The weeks that followed resembled the weather that week. Rain. Hail. Sunshine. Showers. Clouds. Repeat. Tears flowed. Smiles and jokes were shared to mask the pain, and joy came from the simple things in life like fresh air and eating well. Nothing else mattered apart from our baby’s health. It was the first time as a couple we had experienced such joint sadness and anxiety.
However, I want to talk about the positives. On the day of finding out, I contacted my colleague as I was due to go back to work and take a group of young people on a residential (weekend away). She sorted out all the admin for me but also, knew an old school friend, who had a blog about her son who was a ‘heart warrior’. A term I’d never heard of.
Within the first few days, I opened the blog and it helped me SO much to read the experience of another mother who had gone through experiences that may lay ahead for me and come through the other side. I immediately felt less alone. I reached out to the author and I cannot tell you how much they helped me. Detailed messages gave me a huge sense of relief, empathy, and care that someone else ‘got it’.
I was so frightened to tell my friends and family the news. I hadn’t processed my own feelings about it and didn’t want to feel that I needed to carry theirs too. Hearing from a peer was just what I needed. The blog introduced me to Tiny Tickers and I soon joined the Facebook parent group which gave me so much hope. I cannot stress enough how supportive the community is on there. When I plucked up the courage to write a post, almost immediately flowed responses of love, empathy and support which came flooding in. I’ve had direct messages too and to date I’m in touch with someone who’s a few weeks further along than I am with pretty much the same diagnosis and we message every few days to check in with each other and share how we feel. It’s incredible.

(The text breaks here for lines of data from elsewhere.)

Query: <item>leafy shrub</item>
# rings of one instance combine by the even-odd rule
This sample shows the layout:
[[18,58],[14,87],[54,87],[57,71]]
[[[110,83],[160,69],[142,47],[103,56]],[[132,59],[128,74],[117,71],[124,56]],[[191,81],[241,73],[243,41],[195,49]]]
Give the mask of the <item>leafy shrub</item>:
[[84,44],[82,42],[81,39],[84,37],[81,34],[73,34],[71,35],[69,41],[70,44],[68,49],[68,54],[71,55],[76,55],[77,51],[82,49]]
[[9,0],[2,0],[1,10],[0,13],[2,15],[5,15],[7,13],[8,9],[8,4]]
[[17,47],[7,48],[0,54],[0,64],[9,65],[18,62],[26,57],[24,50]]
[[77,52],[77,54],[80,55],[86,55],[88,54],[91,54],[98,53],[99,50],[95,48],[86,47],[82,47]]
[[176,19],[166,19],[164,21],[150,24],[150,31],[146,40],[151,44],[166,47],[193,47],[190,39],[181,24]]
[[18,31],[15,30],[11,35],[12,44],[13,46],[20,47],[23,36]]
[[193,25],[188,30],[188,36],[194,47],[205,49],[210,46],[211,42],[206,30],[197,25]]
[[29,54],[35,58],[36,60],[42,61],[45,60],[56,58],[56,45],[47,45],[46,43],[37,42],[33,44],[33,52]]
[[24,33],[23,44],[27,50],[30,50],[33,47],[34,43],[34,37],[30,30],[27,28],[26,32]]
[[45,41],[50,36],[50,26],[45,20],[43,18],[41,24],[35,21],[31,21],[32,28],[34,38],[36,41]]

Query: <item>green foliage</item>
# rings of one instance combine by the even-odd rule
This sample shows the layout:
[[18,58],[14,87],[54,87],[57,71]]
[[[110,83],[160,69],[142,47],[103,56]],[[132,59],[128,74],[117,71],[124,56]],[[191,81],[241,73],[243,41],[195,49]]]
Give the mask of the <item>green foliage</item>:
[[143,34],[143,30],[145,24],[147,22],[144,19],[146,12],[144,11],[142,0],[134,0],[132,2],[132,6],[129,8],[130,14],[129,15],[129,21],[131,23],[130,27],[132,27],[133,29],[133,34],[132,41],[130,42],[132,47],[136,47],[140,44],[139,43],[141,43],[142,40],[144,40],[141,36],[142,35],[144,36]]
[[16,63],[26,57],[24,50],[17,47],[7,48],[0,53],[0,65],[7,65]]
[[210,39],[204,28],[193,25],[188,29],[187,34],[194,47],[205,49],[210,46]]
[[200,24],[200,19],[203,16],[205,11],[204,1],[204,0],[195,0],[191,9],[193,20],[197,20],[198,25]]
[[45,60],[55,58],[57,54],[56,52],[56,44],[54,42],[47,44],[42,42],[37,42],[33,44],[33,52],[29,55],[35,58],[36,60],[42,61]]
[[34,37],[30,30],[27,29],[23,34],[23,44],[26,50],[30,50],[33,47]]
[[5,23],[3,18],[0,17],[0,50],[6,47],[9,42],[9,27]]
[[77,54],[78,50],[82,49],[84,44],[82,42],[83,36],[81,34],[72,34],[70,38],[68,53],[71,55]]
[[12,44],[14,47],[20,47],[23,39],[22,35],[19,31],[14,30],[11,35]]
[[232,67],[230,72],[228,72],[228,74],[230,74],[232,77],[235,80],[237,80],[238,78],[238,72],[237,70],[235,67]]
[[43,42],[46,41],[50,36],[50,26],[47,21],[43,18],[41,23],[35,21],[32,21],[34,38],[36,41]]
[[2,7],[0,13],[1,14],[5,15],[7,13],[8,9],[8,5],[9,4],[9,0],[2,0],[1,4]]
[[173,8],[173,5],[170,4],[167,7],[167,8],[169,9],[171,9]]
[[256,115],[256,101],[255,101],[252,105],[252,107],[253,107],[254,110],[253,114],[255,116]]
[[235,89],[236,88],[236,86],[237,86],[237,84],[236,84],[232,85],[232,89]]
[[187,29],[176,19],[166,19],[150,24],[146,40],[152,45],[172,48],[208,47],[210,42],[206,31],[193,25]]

Nothing can prepare you for the shock of finding out your baby will have birth defects but I’ve been overwhelmed, in a positively emotional way, about the support that is available out there, thanks to Tiny Tickers and other accounts.
I’m aware my experience is unique to me. I won’t have the same ‘more common’ anxieties associated with new parenthood as others with babies without defects, and so to find a community out there who do understand, who do get it, and who are responsive and supportive, has made this (early!) journey so far, much more manageable and for that I’m truly grateful.
After reading so many stories and seeing pictures I can see why they call them heart warriors. Whatever happens from now on, I know my extended heart family are going to be there for me, and that makes all the difference. Please know you are not alone. Share and reach out. We’ll be there for each other.